Istilah ischaemic digunakan utuk menjelaskan ketidakseimbangan aliran darah
menuju organ atau bagian tubuh lain akibatnya terjadi kekurangan oksigen dan
nutrisi sehingga sel akan mati. Pada kasus ischemia stroke terjadi akibat arteri
yang menyuplai darah ke otak terhambat akibat terdapat blood clots sehingga sel
otak akan mati. Penyakit ischaemic stroke merupakan penyakit stroke yang paling
umum diderita, jumlahnya hampir sekitar 80 sampai 85 persen dari penderita
stroke (Department for Work and Pensions, 2000).
Embolic stroke terjadi akibat blood clots yang ikut aliran darah menuju arteri
jantung akibatnya terjadi penyumbatan pembuluh darah di jantung. Semakin
banyak blood clots yang beredar dalam pembuluh darah sehingga sampai ke
dalam arteri otak dan menghambat aliran darah.
6
Trombolitik stroke terjadi akibat blood clots dalam arteri jaringan lemak, yang
disebut atheroma (pengerasan pembuluh arteri).
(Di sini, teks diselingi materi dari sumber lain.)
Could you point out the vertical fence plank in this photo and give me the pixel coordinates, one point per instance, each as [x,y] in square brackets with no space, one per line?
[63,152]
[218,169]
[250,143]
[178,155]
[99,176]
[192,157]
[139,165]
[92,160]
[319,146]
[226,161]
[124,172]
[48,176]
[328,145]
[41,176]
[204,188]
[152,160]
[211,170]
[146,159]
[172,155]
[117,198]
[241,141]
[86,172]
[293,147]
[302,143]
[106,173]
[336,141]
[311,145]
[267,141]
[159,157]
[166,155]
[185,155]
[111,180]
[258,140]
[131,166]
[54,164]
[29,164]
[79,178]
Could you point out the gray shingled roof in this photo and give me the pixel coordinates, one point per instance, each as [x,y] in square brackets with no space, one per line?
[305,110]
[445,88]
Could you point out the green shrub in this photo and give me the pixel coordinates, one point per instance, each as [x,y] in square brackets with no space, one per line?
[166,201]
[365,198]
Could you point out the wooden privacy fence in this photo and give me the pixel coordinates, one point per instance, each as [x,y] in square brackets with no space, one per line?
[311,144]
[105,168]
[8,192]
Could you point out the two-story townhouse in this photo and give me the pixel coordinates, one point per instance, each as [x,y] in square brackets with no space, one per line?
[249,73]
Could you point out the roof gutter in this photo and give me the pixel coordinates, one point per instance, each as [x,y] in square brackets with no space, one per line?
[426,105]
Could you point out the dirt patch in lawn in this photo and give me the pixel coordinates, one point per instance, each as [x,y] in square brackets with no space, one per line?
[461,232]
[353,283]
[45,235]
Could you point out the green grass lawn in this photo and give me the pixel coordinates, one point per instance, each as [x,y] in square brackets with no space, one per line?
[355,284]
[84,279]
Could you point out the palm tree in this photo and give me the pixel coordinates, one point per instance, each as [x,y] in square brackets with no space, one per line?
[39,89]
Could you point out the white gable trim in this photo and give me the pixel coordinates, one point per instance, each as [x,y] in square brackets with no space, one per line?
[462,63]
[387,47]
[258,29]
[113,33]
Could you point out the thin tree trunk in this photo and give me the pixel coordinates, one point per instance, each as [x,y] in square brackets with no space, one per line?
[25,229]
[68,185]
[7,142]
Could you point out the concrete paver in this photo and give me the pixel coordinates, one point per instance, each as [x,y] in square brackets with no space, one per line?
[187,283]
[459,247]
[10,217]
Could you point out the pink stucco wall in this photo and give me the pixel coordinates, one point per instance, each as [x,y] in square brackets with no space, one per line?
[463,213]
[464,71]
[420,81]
Jika atheroma membesar
meyebabkan darah yang mengalir dalam pembuluh darah menempel pada dinding
arteri sehingga terbentuk blood clots.
Haemorrhagic stroke terjadi akibat neuron berkontak dengan darah sehingga
menimbulkan perdarahan di sekitar jarigan otak akibatnya suplai darah menuju
otak berkurang dan dapat mengurangi keseimbangan fungsi neuron. Pada
akhirnya dapat menimbulkan kematian. Pada umumnya, penyakit stroke jenis ini,
menyerang 15-20 persen penderita stroke.
Pengobatan stroke yang paling umum yaitu dengan terapi trombolitik untuk
menghancurkan blood clots yang masuk ke dalam pembuluh darah. Dalam hal ini,
penggunaan lumbrokinase sebagai obat dalam proses penyembuhan penyakit
stroke yaitu dengan melisiskan fibrin sehingga aliran darah menjadi lebih lancar.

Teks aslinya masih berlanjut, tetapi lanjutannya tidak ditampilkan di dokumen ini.